Des excuses jugées insuffisantes
À la barre, le prévenu a balbutié quelques mots d'excuses : « Je regrette que les choses n'aient pas bien marché avec eux. Je les ai soignés tous pour qu'ils aient un meilleur avenir, pas un mauvais avenir. » Mais ces propos n'ont pas convaincu le tribunal, qui l'a reconnu coupable d'avoir arraché des dents sans raison médicale et d'avoir facturé frauduleusement plus de 300 000 euros à la Sécurité sociale. Il a également été condamné pour blanchiment.
Une peine exemplaire
Outre la peine de prison ferme, José Pereira Mendes écope d'une interdiction définitive d'exercer la profession de dentiste, chirurgien-dentiste ou implantologue, ainsi que d'une interdiction définitive de séjour sur le territoire français. Le procureur de la République de Mende, Valéry Morron, a été particulièrement sévère : « Il est la honte et le déshonneur d'une profession tout entière. Il a mis à profit ses connaissances professionnelles et son statut pour récupérer des sommes indues en mutilant ses patients. »
Des victimes nombreuses
Les avocats des parties civiles ont dénoncé la passivité des organismes de contrôle. Me Catherine Szwarc, représentant une trentaine de patients, a pointé du doigt l'absence de réaction face à « une épidémie d'implants » dans un petit village. « L'Ordre avait été saisi dès mars 2020, mais rien n'a été fait », a-t-elle déploré.

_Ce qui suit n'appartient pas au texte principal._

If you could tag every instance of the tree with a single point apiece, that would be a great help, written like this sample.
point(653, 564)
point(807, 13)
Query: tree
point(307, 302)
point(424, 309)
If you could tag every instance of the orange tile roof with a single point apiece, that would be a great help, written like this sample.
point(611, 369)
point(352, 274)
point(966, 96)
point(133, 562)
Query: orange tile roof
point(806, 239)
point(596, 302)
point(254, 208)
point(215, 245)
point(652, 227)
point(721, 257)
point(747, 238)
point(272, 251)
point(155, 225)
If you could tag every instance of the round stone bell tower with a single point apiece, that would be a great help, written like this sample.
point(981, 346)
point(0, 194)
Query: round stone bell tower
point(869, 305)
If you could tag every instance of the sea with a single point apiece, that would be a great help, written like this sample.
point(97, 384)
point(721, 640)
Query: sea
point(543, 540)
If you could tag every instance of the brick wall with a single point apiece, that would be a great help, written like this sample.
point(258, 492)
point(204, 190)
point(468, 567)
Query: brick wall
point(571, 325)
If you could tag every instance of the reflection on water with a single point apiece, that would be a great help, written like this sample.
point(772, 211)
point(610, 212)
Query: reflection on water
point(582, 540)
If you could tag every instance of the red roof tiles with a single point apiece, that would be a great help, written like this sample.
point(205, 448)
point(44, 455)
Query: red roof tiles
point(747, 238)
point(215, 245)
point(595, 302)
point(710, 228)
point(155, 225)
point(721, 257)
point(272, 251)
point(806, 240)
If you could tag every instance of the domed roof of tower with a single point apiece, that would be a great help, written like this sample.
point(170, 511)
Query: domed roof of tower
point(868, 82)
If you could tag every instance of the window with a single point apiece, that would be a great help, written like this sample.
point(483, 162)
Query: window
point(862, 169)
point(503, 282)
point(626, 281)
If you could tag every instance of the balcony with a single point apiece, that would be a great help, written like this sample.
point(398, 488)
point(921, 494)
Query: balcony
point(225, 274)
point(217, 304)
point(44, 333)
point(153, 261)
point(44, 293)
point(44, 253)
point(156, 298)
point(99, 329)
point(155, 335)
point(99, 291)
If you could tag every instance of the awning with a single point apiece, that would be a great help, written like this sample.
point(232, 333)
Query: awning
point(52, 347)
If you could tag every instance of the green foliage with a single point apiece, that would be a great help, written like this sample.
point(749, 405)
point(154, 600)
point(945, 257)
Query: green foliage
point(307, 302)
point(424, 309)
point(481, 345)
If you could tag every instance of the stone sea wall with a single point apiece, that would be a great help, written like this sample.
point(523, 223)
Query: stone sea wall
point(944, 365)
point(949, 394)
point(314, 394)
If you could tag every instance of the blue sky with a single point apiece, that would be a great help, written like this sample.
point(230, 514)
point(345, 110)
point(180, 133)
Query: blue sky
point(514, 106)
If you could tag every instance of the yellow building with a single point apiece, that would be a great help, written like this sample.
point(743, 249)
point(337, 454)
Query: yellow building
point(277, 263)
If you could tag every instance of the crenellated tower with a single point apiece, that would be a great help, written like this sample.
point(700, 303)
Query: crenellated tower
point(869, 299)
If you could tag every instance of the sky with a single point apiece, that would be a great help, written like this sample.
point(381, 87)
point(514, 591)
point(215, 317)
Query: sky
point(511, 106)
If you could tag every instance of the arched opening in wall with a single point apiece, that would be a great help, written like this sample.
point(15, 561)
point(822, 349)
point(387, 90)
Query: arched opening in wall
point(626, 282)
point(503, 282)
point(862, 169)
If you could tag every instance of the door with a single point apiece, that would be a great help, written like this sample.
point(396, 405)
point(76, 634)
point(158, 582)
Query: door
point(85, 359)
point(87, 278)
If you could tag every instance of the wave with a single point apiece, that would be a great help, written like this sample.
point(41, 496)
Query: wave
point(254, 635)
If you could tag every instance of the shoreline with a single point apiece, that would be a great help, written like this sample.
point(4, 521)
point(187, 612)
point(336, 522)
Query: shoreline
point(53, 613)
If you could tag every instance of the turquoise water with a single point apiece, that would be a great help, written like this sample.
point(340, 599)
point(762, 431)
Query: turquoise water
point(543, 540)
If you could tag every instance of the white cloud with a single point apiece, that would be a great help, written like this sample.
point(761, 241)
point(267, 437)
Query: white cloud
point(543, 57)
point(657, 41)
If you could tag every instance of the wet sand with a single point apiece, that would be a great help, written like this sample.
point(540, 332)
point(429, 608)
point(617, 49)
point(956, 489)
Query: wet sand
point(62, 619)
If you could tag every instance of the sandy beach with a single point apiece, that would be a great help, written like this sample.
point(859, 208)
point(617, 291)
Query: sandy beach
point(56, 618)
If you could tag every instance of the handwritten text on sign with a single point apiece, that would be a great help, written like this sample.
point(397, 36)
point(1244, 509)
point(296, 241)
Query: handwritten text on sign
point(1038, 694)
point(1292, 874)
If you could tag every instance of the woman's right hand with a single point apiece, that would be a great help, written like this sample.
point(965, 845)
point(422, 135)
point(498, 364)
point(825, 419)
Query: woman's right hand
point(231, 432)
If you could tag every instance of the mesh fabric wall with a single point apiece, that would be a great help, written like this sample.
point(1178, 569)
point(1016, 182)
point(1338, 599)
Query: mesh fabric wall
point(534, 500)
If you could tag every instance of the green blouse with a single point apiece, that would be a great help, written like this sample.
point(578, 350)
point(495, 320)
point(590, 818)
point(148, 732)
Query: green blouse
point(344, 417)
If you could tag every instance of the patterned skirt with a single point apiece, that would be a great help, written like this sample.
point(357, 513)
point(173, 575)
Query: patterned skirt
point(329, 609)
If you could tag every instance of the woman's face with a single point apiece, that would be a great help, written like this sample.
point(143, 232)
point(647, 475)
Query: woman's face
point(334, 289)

La CPAM, qui a chiffré son préjudice à plus de 300 000 euros, a demandé une sanction implacable. « On ne fraude pas par plaisir ou par erreur, c'est par volonté de lucre », a insisté Me Philippe Pouget.
La défense du prévenu
Pour sa défense, José Pereira Mendes a rejeté la faute sur ses secrétaires, qu'il a qualifiées de voleuses et menteuses, et sur ses patients, accusés d'être de mauvais comptables. Son avocat, Me Komine Bocoum, a plaidé pour une peine adaptée, estimant que sept ans de prison requis étaient excessifs. « Ce n'est pas un monstre froid, c'est un être humain capable de changer », a-t-il déclaré. Mais le tribunal n'a pas suivi cet argumentaire.
Un prochain rendez-vous judiciaire
Le prévenu, qui a déjà effectué un an de détention préventive, a remercié le président du tribunal avant d'être escorté vers la prison. Il n'a pas encore décidé s'il fera appel. Les victimes, elles, devront attendre le 7 décembre prochain pour une audience consacrée à leurs demandes d'indemnisation.